Deux visions qui s’entrechoquent et exacerbent les différences en matière de finances publiques, d’échanges extérieurs et d’emplois… Et le Brexit place donc la France et l’Allemagne en position de piliers de l’Europe, ce qui n’est pas sans risques. Les autres Etats pourraient ainsi se voir exclus des processus de décisions, comme ce qui était le cas des les années 70 et 80. À une différence prête : l’UE ne comptait pas autant de pays. Les Etats d’Europe de l’Est entendent désormais avoir voix au chapitre.

Deuxième risque : la divergence croissante d’intérêts entre les 2 pays

Deuxième risque : la divergence croissante d’intérêts entre les 2 pays, qui rend de plus en plus difficile l’élaboration de projets communs. Sur le plan politique d’abord, l’Allemagne n’est plus celle des années 70. La réunification lui a donné le crédit qu’elle ne s’accordait pas au sortir de la Seconde Guerre Mondiale.

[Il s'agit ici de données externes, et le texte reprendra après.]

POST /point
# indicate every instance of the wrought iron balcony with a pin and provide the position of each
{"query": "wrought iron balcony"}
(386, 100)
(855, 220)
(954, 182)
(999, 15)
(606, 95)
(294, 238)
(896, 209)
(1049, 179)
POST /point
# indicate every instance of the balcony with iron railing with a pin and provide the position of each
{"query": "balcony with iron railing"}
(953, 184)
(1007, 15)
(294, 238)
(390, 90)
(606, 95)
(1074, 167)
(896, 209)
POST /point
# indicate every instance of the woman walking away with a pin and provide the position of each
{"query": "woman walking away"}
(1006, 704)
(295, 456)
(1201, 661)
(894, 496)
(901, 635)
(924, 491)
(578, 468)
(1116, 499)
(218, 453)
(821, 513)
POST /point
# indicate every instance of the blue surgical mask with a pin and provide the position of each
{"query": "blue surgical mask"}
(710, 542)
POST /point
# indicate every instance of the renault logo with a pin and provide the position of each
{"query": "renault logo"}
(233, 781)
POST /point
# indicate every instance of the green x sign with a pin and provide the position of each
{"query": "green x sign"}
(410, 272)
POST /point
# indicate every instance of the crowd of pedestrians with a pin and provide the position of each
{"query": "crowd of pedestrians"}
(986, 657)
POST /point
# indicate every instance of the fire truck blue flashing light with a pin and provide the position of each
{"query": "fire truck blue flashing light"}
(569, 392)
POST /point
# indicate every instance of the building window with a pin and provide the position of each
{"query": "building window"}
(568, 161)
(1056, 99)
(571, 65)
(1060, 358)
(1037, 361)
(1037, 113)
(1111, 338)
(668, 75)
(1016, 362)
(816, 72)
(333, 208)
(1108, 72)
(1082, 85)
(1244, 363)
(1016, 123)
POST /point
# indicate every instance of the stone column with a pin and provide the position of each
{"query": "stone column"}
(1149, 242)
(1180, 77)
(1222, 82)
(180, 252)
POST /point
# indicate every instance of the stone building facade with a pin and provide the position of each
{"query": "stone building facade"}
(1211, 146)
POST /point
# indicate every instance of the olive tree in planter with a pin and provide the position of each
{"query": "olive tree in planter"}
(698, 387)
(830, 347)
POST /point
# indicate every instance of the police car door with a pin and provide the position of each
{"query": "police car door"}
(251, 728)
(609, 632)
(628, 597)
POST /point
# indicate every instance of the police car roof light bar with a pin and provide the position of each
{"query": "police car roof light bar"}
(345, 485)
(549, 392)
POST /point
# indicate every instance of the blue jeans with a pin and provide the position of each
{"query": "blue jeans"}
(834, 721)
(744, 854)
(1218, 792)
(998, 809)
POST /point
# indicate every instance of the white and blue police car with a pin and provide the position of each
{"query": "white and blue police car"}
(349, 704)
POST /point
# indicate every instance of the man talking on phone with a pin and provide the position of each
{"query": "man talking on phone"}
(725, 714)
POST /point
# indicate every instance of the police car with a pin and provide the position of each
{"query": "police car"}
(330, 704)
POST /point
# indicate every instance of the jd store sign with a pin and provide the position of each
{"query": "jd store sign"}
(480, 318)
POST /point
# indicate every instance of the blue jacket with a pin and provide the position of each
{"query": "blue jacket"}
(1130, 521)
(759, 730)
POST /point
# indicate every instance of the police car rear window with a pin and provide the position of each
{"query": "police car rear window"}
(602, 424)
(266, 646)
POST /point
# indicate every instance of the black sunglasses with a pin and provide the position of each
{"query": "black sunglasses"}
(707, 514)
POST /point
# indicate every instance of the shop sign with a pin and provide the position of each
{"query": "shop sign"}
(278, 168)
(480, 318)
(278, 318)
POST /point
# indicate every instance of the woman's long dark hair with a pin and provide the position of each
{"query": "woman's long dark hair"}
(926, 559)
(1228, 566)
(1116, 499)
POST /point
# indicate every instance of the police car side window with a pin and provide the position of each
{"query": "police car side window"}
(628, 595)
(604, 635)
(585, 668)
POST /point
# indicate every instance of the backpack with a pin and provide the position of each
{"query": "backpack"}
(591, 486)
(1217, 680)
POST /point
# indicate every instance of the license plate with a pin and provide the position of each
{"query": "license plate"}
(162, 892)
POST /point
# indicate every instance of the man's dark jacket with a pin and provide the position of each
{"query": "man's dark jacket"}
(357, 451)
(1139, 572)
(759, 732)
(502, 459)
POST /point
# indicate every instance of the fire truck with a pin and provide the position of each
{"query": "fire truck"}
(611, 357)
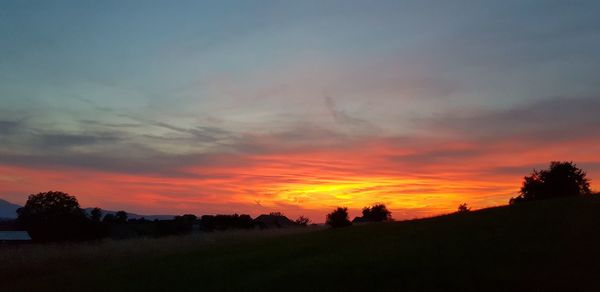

Sa modestie dans les échanges internationaux lui a permis d’obtenir de conserver ses liens privilégiés avec les Etats-Unis et l’Union Européenne. Quelques concessions ont été nécessaires, comme la reconnaissance de la ligne OderNeisse, concernant les frontières avec la Pologne et la Russie notamment. L’Allemagne réunifiée s’est donc imposée comme première puissance économique en Europe, le tout, de manière totalement pacifique.

Victoire française, en revanche, celle de la monnaie unique, là où l’Allemagne ne voulait pas sacrifier sa monnaie et sa politique monétaire.

Helmut Kohl a, ainsi joué sur l’ambiguïté pendant des années, ce qui est aujourd’hui couronné de succès, car beaucoup estiment que l’€ fait la part belle aux intérêts allemands. Et loin d’affaiblir l’Allemagne, la mutualisation et la coordination que nécessite la monnaie unique n’a eu qu’un effet limité. L’Allemagne a même longtemps dicter sa loi monétaire aux autres pays, la France en tête. Au début des années 90, la Bundesbank a souvent augmenté ses taux afin d’éviter une série de dévaluations. Et même si au début des années 2000, l’Allemagne accusait une croissance en berne, une inflation en hausse et des résultats extérieurs faibles, les mesures prises en 2004 pour maîtrisé les coûts salariaux, lui a permis de renouer avec des excédents commerciaux et une croissance supérieure à la moyenne de la zone€.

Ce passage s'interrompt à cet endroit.